The Battle of Artenay also known as the Battle of Arthenay, took place during the Franco-Prussian War, on 10 October 1870, in Artenay a small town located on the road from Orléans to Paris, France which was about 10 miles north of the city of Orléans. In this fierce battle, with superior strength compared to the opponent, The I Corps of the Kingdom of Bavaria, under the command of Lieutenant General Ludwig von der Tann-Rathsamhausen, in collaboration with the 22nd Division of the XI Corps of the Kingdom of Prussia and the two cavalry divisions of the Prussian army attacked and penetrated the defense system of the army of the Loire of the young French Republic, under the control of general Joseph Edouard de la Motterouge, causing heavy losses for the French military of which many people were taken prisoner. The winning conditions Artenay were favorable enough for Von der Tann to strike Orléans, while the forces of France knocked back on Orléans forest in an agitated state. Despite this, Nièvre's Garde Mobiles and the Pontifical Legion in the French army were noted for their strong resistance, while a monk in Prussian Cavalry under the command of Prince Albrecht demonstrated his prowess in the battle at Artenay.

==The Battle==
When General von der Tann was ordered to launch an offensive campaign against Orléans, he marched on 9 October 1870 to the vicinity of St. Péravy and encountered no significant resistance (instead it was flimsy and languid resistance), and on 10 October he marched on Artenay. The Prussian 4th Cavalry Division covered the right flank, while the 2nd Cavalry Division under Lieutenant General Count zu Stolberg remained close to Pithivier. Meanwhile, General de la Motto-Rouge, informed of the German advance, drew a small force to Artenay. As a result, the vanguard forces of both sides clashed not far north of their common objective. The French Chasseurs de Vincennes were taken by surprise, and they held out until the Prussian cavalry was reinforced by infantry and formed a strong front forcing the French to retreat to Bas-le-Roy. General Regau commanded a French division that responded, increasing the number of French troops. The Prussians at that time were already in a favorable defensive position, and the French made several massive attacks on this position several times. But the guns of the Germans demonstrated their power and the French were driven back to the Trinay plain. The Prussian Armored Cavalry pursued the enemy, but had to retreat as the French regrouped. There was fierce artillery fire between Regau's battery and the Prussian artillery in the middle of St. Germain-le-Gramal and Trinay, and later the French were reinforced. They again attempted to attack the Prussian lines, but failed. Soon, while the Germans attacked fiercely with firepower that terrified the French, a strong German cavalry force encircled the French right flank with La Motto-Rouge's legion disintegrated, and had to flee. The German cavalry also obtained a number of artillery pieces.

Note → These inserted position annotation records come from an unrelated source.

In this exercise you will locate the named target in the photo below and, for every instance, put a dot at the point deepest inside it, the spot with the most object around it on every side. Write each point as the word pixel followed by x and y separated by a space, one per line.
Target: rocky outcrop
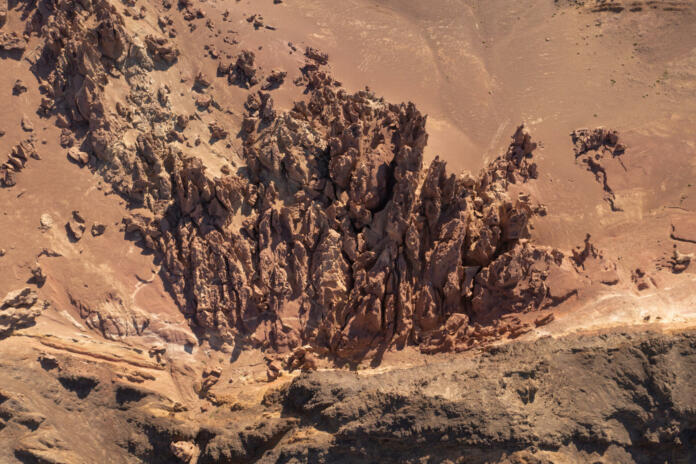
pixel 594 148
pixel 339 217
pixel 19 309
pixel 610 398
pixel 16 161
pixel 333 234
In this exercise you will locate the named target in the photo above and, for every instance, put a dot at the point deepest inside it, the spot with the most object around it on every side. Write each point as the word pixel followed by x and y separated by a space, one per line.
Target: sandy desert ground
pixel 358 231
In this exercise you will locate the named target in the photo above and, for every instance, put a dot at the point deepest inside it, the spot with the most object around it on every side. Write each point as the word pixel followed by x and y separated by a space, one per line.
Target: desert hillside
pixel 360 231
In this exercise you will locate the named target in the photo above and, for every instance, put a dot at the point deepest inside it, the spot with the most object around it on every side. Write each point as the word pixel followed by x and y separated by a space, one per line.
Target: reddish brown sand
pixel 154 283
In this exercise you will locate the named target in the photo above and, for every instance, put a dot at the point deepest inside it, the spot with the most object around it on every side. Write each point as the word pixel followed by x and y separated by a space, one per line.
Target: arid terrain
pixel 364 231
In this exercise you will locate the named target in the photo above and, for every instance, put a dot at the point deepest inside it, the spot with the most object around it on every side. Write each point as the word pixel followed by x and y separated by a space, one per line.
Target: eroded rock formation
pixel 333 233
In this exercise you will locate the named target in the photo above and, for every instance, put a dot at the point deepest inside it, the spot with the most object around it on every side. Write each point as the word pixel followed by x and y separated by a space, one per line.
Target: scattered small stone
pixel 37 275
pixel 27 126
pixel 76 226
pixel 316 55
pixel 46 222
pixel 217 132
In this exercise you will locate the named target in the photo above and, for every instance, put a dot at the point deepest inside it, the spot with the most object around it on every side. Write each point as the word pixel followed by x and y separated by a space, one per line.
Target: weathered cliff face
pixel 621 398
pixel 333 234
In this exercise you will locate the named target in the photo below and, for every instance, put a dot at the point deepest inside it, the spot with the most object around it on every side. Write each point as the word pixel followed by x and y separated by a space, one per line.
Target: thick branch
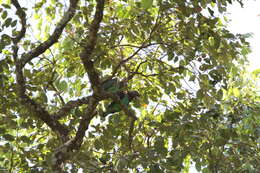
pixel 69 106
pixel 86 53
pixel 54 36
pixel 62 153
pixel 22 17
pixel 84 123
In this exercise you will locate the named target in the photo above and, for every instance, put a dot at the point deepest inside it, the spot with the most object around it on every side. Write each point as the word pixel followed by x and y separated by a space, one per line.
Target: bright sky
pixel 247 20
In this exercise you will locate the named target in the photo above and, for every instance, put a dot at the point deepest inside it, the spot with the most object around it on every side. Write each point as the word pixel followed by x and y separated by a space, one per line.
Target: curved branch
pixel 27 57
pixel 89 46
pixel 20 12
pixel 69 106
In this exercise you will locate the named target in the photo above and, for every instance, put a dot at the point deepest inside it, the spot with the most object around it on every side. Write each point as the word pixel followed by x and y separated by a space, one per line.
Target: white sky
pixel 247 20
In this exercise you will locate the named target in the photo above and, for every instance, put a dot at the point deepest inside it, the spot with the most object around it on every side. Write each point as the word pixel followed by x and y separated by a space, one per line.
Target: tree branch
pixel 86 53
pixel 69 106
pixel 54 36
pixel 30 104
pixel 22 16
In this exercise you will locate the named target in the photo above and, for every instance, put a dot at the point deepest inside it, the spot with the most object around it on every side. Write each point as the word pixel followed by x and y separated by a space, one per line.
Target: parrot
pixel 112 85
pixel 125 98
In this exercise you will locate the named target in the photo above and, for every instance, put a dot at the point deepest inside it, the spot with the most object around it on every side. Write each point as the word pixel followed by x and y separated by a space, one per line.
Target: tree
pixel 194 104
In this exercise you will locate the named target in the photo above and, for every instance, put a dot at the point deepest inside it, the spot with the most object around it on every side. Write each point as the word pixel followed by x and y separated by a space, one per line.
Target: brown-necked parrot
pixel 125 98
pixel 112 85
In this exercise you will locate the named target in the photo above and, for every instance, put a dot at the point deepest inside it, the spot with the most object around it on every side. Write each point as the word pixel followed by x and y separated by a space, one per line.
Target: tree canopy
pixel 196 103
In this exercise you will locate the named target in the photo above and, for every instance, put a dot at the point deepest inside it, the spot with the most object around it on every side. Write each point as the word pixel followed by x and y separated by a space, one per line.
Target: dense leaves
pixel 197 105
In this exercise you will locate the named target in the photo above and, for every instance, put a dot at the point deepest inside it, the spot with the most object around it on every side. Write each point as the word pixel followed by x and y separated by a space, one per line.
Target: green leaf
pixel 4 15
pixel 8 137
pixel 62 86
pixel 146 4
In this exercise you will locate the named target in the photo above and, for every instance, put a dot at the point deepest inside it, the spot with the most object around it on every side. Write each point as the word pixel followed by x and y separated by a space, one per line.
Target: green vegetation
pixel 197 105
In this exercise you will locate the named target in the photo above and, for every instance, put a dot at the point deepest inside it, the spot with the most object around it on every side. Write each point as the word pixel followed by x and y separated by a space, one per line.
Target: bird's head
pixel 133 94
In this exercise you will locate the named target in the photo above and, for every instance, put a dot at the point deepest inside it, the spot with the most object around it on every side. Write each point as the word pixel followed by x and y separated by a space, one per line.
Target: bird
pixel 112 85
pixel 125 98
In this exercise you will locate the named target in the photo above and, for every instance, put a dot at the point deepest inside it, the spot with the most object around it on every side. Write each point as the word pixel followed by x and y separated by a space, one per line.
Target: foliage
pixel 197 103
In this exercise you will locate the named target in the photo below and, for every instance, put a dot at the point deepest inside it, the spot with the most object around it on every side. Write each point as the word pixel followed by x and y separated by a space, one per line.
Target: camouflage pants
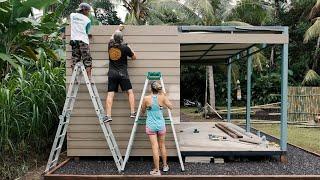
pixel 81 50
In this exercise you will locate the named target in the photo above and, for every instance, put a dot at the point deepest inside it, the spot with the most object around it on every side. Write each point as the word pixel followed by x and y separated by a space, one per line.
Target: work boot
pixel 107 119
pixel 133 115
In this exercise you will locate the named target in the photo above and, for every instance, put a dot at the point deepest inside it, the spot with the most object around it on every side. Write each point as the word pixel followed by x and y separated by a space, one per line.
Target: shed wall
pixel 158 49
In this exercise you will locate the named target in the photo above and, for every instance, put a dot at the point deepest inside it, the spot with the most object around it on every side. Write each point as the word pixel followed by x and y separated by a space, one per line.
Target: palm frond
pixel 315 11
pixel 311 78
pixel 313 32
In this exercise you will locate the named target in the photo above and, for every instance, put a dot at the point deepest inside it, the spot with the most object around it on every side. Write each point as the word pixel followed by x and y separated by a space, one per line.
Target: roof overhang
pixel 217 44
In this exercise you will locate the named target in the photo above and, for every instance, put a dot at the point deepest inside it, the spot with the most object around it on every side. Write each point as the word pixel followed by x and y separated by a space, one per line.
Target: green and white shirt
pixel 80 25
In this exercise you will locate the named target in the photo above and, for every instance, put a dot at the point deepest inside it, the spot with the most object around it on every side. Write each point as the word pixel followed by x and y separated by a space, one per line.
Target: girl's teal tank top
pixel 155 121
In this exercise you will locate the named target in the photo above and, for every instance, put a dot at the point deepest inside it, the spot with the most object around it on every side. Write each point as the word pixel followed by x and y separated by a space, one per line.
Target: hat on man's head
pixel 84 6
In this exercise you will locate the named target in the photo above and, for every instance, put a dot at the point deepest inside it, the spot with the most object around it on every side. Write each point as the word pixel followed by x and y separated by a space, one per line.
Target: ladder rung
pixel 66 122
pixel 58 148
pixel 54 160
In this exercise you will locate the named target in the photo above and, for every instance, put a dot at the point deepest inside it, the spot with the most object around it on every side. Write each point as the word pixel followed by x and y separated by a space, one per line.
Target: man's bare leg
pixel 109 102
pixel 131 100
pixel 88 69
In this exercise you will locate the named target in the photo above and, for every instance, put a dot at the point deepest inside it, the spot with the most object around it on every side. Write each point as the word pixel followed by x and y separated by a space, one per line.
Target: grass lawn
pixel 308 138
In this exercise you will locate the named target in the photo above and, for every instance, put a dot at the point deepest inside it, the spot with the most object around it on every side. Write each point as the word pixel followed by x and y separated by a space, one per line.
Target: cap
pixel 84 6
pixel 118 37
pixel 156 86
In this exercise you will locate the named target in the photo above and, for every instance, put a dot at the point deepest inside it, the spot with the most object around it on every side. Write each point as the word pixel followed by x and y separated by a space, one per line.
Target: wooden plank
pixel 108 30
pixel 136 64
pixel 226 38
pixel 140 56
pixel 102 47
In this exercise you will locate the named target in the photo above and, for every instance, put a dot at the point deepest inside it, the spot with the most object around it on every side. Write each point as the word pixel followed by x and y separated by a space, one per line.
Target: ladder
pixel 152 76
pixel 66 114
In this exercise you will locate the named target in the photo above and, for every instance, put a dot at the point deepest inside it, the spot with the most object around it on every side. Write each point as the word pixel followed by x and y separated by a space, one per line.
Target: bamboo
pixel 304 103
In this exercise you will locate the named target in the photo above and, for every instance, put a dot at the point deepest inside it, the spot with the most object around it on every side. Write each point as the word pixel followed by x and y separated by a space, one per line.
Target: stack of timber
pixel 238 133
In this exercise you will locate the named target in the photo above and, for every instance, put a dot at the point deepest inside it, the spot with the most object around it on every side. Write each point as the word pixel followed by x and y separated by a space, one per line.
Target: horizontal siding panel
pixel 115 112
pixel 139 39
pixel 122 96
pixel 133 30
pixel 133 79
pixel 135 71
pixel 137 47
pixel 140 55
pixel 136 63
pixel 102 144
pixel 157 49
pixel 93 120
pixel 137 87
pixel 119 136
pixel 135 39
pixel 115 128
pixel 106 152
pixel 116 105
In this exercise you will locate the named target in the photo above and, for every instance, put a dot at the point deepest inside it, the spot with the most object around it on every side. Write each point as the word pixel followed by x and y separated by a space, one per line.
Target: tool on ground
pixel 66 115
pixel 230 132
pixel 151 76
pixel 215 137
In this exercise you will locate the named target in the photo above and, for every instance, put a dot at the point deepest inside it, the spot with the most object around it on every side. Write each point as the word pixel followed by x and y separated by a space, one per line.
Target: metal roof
pixel 217 44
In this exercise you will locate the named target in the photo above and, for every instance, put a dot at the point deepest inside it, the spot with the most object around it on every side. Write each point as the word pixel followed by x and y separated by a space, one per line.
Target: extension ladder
pixel 152 76
pixel 66 113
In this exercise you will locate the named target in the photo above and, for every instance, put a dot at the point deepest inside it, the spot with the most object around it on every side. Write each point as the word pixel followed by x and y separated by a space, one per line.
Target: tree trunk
pixel 316 57
pixel 272 57
pixel 212 93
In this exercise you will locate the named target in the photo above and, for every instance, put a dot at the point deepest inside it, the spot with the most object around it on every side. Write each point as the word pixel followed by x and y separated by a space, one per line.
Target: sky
pixel 122 10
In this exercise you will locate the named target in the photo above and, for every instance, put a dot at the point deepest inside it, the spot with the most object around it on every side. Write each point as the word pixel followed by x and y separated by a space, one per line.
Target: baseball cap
pixel 84 6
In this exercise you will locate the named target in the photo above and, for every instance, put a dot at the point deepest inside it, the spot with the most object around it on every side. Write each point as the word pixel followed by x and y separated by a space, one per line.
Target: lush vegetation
pixel 32 90
pixel 32 81
pixel 308 138
pixel 32 59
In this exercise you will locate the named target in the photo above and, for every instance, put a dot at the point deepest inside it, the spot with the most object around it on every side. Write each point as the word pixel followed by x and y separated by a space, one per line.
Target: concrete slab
pixel 200 142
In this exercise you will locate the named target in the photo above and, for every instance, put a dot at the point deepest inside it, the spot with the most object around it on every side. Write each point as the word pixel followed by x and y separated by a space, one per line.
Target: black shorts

The railway station was destroyed by Prussian artillery. Following the Prussian-Bavarian victory at Artenay, the First Battle of Orléans broke out the next day, 11 October 1870. By mid-day, Von der Tann's army had smashed the French defenders and captured Orléans. Léon Gambetta demanded that La Motto-Rouge be brought before a military tribunal, but this was denied, General Louis d'Aurelle de Paladines was appointed commander of the Legion of Loire.